Home CPSC 425

Lab 1: Pthreads

 

Objective

To get experience writing, compiling and executing simple pthreads programs.


 

Task

Suppose we toss darts randomly at a square dartboard whose sides are 2 feet in length. Suppose there is also a circle inscribed in the center of the dartboard with a radius of 1 foot, and an area of π square feet.

If the darts are uniformly distributed on the dartboard, and we always hit the dartboard, then the number of darts that land inside the circle should satisfy the equation:

$\frac{\text{number in circle}}{\text{total number of tosses}} = \frac{\pi}{4}$

since the ratio of the area of the circle to the area of the square is $\frac{\pi}{4}$.

We can use this to estimate the value of π with the following algorithm:

  1. number in circle = 0
  2. do $N$ times:
    1. set $x$ to be random number between -1 and 1.
    2. set $y$ to be random number between -1 and 1.
    3. set distance to be $x^2 + y^2$.
    4. if the distance is less than or equal to 1, increment number in circle.
  3. estimate π as $4 \times \frac{\text{number in circle}}{N}$

This is called a Monte Carlo method because it uses random sampling.

The larger $N$ is, the more accurate our estimation will be.

You should write a Pthreads program which uses this method to estimate π. There are two major ways you could do this:

  1. Have each thread do many samples, and send its "number in circle" count to the main thread, which will then add them all together for the final estimate.
  2. Have each thread do many samples, and estimate π, sending the estimate to the main thread which will average them all together.

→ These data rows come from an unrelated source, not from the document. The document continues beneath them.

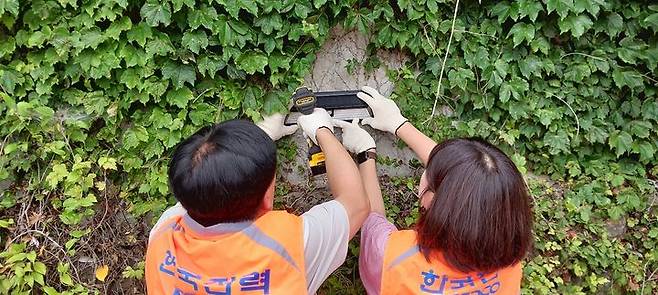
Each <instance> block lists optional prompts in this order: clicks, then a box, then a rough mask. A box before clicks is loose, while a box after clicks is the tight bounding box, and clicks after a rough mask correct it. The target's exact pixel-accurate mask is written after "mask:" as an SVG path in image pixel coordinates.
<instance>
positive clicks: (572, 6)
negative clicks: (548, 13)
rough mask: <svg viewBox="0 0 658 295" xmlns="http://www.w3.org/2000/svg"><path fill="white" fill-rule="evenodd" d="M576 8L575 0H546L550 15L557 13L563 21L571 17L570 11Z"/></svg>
mask: <svg viewBox="0 0 658 295" xmlns="http://www.w3.org/2000/svg"><path fill="white" fill-rule="evenodd" d="M573 8H574V4H573V0H546V10H547V11H548V13H551V12H552V11H555V12H557V14H559V15H560V18H561V19H564V18H565V17H567V15H569V11H571V10H572V9H573Z"/></svg>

You can do this either way.


 

Details

  1. Write a Pthreads program which spawns a constant number of threads (this should be defined at the top of your program).
  2. Each thread should do a constant number of tosses (this should be a constant as well).
  3. Rather than calling the regular "rand" function, you should call the thread safe version rand_r. This function takes a pointer to the "seed" value. Create a local unsigned int variable for the seed in each thread. So each thread has a different seed, you can assign it the thread id as its value.
  4. You can find a random number between -1 and 1 with the expression:
    
    ((double) rand_r(&seed) / (double) RAND_MAX) * 2.0 - 1.0
  5. The main thread should wait for the child threads to finish, then combine the results.
  6. The main thread should then print the final estimate.

When your program works, it should print out a value approximately equal to π (e.g. 3.1 - 3.2) when run with suitably large sample size (more than a few thousand total samples).


 

Analysis

Test your program with the same number of total tosses, but split into more threads as shown in the following table:
ThreadsTosses Per ThreadEstimateTime
1100,000,000  
250,000,000  
425,000,000  
812,500,000  

What is the speedup and efficiency of moving to 8 threads?

Use the "time" command to time your runs:

$ time ./a.out
Pi is roughly 3.141625

real   0m0.416s
user   0m2.880s
system 0m0.000s

The "real time" is the one we are interested in.


 

Submitting

When you're finished, submit both the source code and the analysis (in a text document of some kind) to Canvas.